Paula
Ferreira – Jornal de Notícias, opinião
O
que faz correr Mário Soares? O percurso deste "laico, republicano e
socialista" permite-lhe não ser politicamente correto. A única coisa de
estranho é ver alguns portugueses surpreendidos com as suas declarações
inesperadas. Não foi Soares, no exercício do cargo de presidente da República
(é certo, o primeiro-ministro era Cavaco Silva), que apelou ao direito à
indignação? Soares pratica-o, determinado.
Ontem,
reuniu centenas de amigos no seu 90.º aniversário. Forçado ao exílio pela
ditadura de Salazar e Caetano, Mário Soares, um dos fundadores da nossa
democracia, assinou o tratado de adesão de Portugal à CEE. Desempenhou o cargo
de primeiro-ministro e de presidente da República. Na festa de aniversário, que
reuniu amigos de várias correntes políticas, demonstrou uma enorme humildade.
"Não mereço tanto, sou um simples cidadão". Disse mais: tudo o que
fez ao longo da vida, fê-lo pelos outros.
Como
antes, nos dias de hoje, Soares não vira as costas aos amigos. Ele, o líder
histórico do PS, foi dos primeiros a visitar José Sócrates na prisão de Évora.
Fez a visita e usou da palavra, à saída, sem assombro, sem qualquer preocupação
em não ferir suscetibilidades. Meio país ficou indignado, é certo. Nada que
preocupe Soares. Não é um homem de consensos. Mas sabe ler os sinais do tempo,
e, por isso, fizera consensos quando o PSD era social-democrata e o CDS
dirigido por democratas-cristãos. Chegaria mesmo a "meter o socialismo na gaveta".

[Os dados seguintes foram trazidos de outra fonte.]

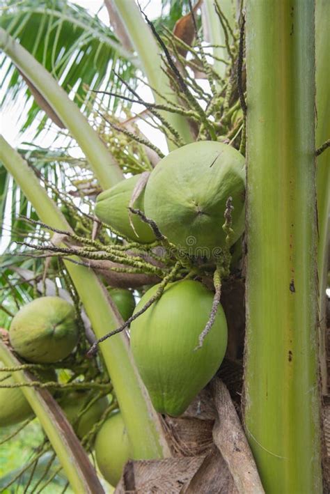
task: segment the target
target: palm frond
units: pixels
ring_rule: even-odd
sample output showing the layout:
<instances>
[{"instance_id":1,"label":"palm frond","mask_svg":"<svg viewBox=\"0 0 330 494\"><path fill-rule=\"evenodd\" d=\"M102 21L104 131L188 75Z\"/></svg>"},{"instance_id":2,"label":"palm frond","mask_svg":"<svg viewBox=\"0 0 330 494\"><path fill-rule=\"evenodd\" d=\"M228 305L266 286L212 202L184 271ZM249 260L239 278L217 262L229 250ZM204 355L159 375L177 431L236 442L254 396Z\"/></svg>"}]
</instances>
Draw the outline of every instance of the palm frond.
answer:
<instances>
[{"instance_id":1,"label":"palm frond","mask_svg":"<svg viewBox=\"0 0 330 494\"><path fill-rule=\"evenodd\" d=\"M136 59L97 16L63 0L26 0L24 5L8 0L6 6L1 26L42 63L86 114L91 107L88 105L91 92L86 88L97 90L116 84L112 69L134 85ZM9 103L19 95L24 105L31 105L22 123L24 130L39 116L40 109L34 101L31 104L31 91L13 64L4 63L3 57L1 102ZM47 117L40 119L37 134L47 121Z\"/></svg>"}]
</instances>

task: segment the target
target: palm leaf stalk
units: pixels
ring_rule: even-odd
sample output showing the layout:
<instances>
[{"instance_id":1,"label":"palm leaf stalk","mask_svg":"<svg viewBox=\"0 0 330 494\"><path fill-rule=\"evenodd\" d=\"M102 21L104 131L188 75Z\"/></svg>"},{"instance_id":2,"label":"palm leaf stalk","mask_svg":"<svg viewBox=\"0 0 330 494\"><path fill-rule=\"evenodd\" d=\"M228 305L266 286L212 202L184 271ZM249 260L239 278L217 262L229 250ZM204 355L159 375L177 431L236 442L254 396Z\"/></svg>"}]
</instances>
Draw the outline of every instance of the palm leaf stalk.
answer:
<instances>
[{"instance_id":1,"label":"palm leaf stalk","mask_svg":"<svg viewBox=\"0 0 330 494\"><path fill-rule=\"evenodd\" d=\"M36 59L0 28L0 47L43 96L75 139L101 186L107 189L123 173L87 119L65 91Z\"/></svg>"},{"instance_id":2,"label":"palm leaf stalk","mask_svg":"<svg viewBox=\"0 0 330 494\"><path fill-rule=\"evenodd\" d=\"M53 228L70 231L62 213L40 186L32 169L3 137L0 137L0 160L31 201L40 220ZM118 327L120 322L95 274L70 261L65 261L65 267L97 338ZM127 338L123 334L117 335L107 339L100 349L127 429L134 458L168 456L159 418L141 383Z\"/></svg>"},{"instance_id":3,"label":"palm leaf stalk","mask_svg":"<svg viewBox=\"0 0 330 494\"><path fill-rule=\"evenodd\" d=\"M246 4L244 421L267 493L322 491L314 2Z\"/></svg>"},{"instance_id":4,"label":"palm leaf stalk","mask_svg":"<svg viewBox=\"0 0 330 494\"><path fill-rule=\"evenodd\" d=\"M113 0L113 3L137 53L149 84L157 91L154 93L156 102L164 102L160 94L175 103L178 96L171 89L168 79L162 68L159 47L138 6L131 0ZM165 116L186 144L191 142L191 132L184 117L175 113L166 114ZM172 149L173 144L169 141L168 146Z\"/></svg>"},{"instance_id":5,"label":"palm leaf stalk","mask_svg":"<svg viewBox=\"0 0 330 494\"><path fill-rule=\"evenodd\" d=\"M330 2L317 0L315 10L316 27L316 148L330 138ZM317 198L318 253L317 268L319 279L319 316L320 326L320 365L322 389L327 393L327 354L325 346L326 288L327 281L328 252L330 231L330 150L326 150L316 160L316 192Z\"/></svg>"},{"instance_id":6,"label":"palm leaf stalk","mask_svg":"<svg viewBox=\"0 0 330 494\"><path fill-rule=\"evenodd\" d=\"M0 359L8 367L21 364L1 340ZM12 376L17 384L31 384L24 371L15 371ZM74 492L102 494L104 491L87 454L54 399L48 392L29 385L20 389L39 419Z\"/></svg>"}]
</instances>

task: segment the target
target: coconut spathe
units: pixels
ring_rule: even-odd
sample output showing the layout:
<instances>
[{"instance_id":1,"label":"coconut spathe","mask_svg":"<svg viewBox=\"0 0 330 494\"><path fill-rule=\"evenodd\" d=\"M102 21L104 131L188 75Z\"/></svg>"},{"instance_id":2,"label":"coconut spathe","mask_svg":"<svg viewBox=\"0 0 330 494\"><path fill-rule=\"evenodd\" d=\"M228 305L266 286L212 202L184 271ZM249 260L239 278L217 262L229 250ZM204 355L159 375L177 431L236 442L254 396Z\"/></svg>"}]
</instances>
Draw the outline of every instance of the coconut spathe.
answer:
<instances>
[{"instance_id":1,"label":"coconut spathe","mask_svg":"<svg viewBox=\"0 0 330 494\"><path fill-rule=\"evenodd\" d=\"M134 312L154 295L152 286ZM131 324L131 347L155 410L182 415L218 370L227 346L221 306L203 346L196 350L208 321L213 293L199 281L170 283L161 298Z\"/></svg>"},{"instance_id":2,"label":"coconut spathe","mask_svg":"<svg viewBox=\"0 0 330 494\"><path fill-rule=\"evenodd\" d=\"M59 297L40 297L13 318L10 344L29 362L50 364L68 357L78 342L73 306Z\"/></svg>"},{"instance_id":3,"label":"coconut spathe","mask_svg":"<svg viewBox=\"0 0 330 494\"><path fill-rule=\"evenodd\" d=\"M217 257L225 245L226 203L232 198L233 245L244 225L244 157L220 142L184 146L163 158L148 181L144 207L161 232L191 256Z\"/></svg>"}]
</instances>

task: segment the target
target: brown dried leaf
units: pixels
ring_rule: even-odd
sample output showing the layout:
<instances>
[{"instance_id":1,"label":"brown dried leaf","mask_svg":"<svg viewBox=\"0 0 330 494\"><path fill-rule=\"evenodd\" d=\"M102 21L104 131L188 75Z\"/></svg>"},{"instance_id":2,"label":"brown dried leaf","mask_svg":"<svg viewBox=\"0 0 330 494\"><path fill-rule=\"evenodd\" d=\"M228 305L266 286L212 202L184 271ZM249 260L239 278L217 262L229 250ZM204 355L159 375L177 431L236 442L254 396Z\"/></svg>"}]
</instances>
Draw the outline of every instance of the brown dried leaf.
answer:
<instances>
[{"instance_id":1,"label":"brown dried leaf","mask_svg":"<svg viewBox=\"0 0 330 494\"><path fill-rule=\"evenodd\" d=\"M217 448L204 458L203 463L182 494L238 494L226 461Z\"/></svg>"},{"instance_id":2,"label":"brown dried leaf","mask_svg":"<svg viewBox=\"0 0 330 494\"><path fill-rule=\"evenodd\" d=\"M256 463L229 392L218 378L211 383L218 418L213 440L242 494L265 494Z\"/></svg>"},{"instance_id":3,"label":"brown dried leaf","mask_svg":"<svg viewBox=\"0 0 330 494\"><path fill-rule=\"evenodd\" d=\"M197 10L201 3L202 0L198 0L197 3L194 6L194 13ZM179 19L179 20L176 22L173 29L173 34L176 38L182 40L186 45L191 46L195 37L195 29L191 12L187 14L187 15L184 15L183 17L181 17L181 19ZM178 47L178 51L182 56L187 55L187 50L180 46Z\"/></svg>"},{"instance_id":4,"label":"brown dried leaf","mask_svg":"<svg viewBox=\"0 0 330 494\"><path fill-rule=\"evenodd\" d=\"M203 456L192 456L129 461L115 494L179 494L203 461Z\"/></svg>"}]
</instances>

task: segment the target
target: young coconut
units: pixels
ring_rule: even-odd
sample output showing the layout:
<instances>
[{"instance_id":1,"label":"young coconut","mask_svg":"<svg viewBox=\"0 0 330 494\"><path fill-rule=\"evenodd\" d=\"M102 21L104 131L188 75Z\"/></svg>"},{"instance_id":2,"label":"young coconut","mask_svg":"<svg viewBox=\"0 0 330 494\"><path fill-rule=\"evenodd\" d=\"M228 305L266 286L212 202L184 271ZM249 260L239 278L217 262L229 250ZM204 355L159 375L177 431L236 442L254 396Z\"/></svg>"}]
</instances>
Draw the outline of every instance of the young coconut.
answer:
<instances>
[{"instance_id":1,"label":"young coconut","mask_svg":"<svg viewBox=\"0 0 330 494\"><path fill-rule=\"evenodd\" d=\"M0 362L0 367L3 366L3 362ZM56 373L52 369L39 372L40 380L44 383L56 380ZM19 424L34 415L33 410L22 389L19 387L1 387L1 385L16 383L11 374L8 375L8 373L5 371L0 373L0 378L3 378L8 376L0 383L0 427Z\"/></svg>"},{"instance_id":2,"label":"young coconut","mask_svg":"<svg viewBox=\"0 0 330 494\"><path fill-rule=\"evenodd\" d=\"M130 455L127 433L118 412L105 421L95 440L96 463L104 479L113 487L120 479Z\"/></svg>"},{"instance_id":3,"label":"young coconut","mask_svg":"<svg viewBox=\"0 0 330 494\"><path fill-rule=\"evenodd\" d=\"M142 297L134 313L155 295ZM161 298L131 323L131 346L155 410L182 415L213 377L227 346L227 323L221 305L201 348L199 336L208 321L213 294L199 281L170 283Z\"/></svg>"},{"instance_id":4,"label":"young coconut","mask_svg":"<svg viewBox=\"0 0 330 494\"><path fill-rule=\"evenodd\" d=\"M22 307L9 330L10 344L21 357L49 364L69 355L78 342L74 307L59 297L40 297Z\"/></svg>"},{"instance_id":5,"label":"young coconut","mask_svg":"<svg viewBox=\"0 0 330 494\"><path fill-rule=\"evenodd\" d=\"M233 245L244 231L244 158L220 142L201 141L170 153L151 173L144 208L163 235L191 256L217 257L232 197Z\"/></svg>"},{"instance_id":6,"label":"young coconut","mask_svg":"<svg viewBox=\"0 0 330 494\"><path fill-rule=\"evenodd\" d=\"M125 288L108 288L108 291L123 319L127 321L135 309L135 298L133 293Z\"/></svg>"},{"instance_id":7,"label":"young coconut","mask_svg":"<svg viewBox=\"0 0 330 494\"><path fill-rule=\"evenodd\" d=\"M107 396L102 396L95 401L82 415L79 416L92 399L93 393L76 391L69 393L59 402L68 419L73 424L79 439L82 439L88 433L93 426L100 420L109 405Z\"/></svg>"},{"instance_id":8,"label":"young coconut","mask_svg":"<svg viewBox=\"0 0 330 494\"><path fill-rule=\"evenodd\" d=\"M96 199L95 213L99 219L119 233L134 242L148 244L155 240L152 229L136 215L132 215L133 229L128 210L133 192L141 177L141 174L134 175L101 192ZM134 207L144 210L144 190L134 201Z\"/></svg>"}]
</instances>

Mas o Mário Soares genuíno - que aconselhou o presidente da República, Cavaco
Silva, a demitir-se - pratica o direito à indignação. Não teme as ruturas. Nem
deixa os amigos esquecidos. Não foi Soares que visitou na Tunísia o ex-primeiro-ministro
Betino Craxi, fugido à justiça italiana, durante uma visita de Estado?
"Não deixo cair os amigos", disse. Continua igual a si próprio. Os
que veem nisso apenas um sinal de idade avançada, estarão, por certo,
enganados. É apenas Soares, assim mesmo.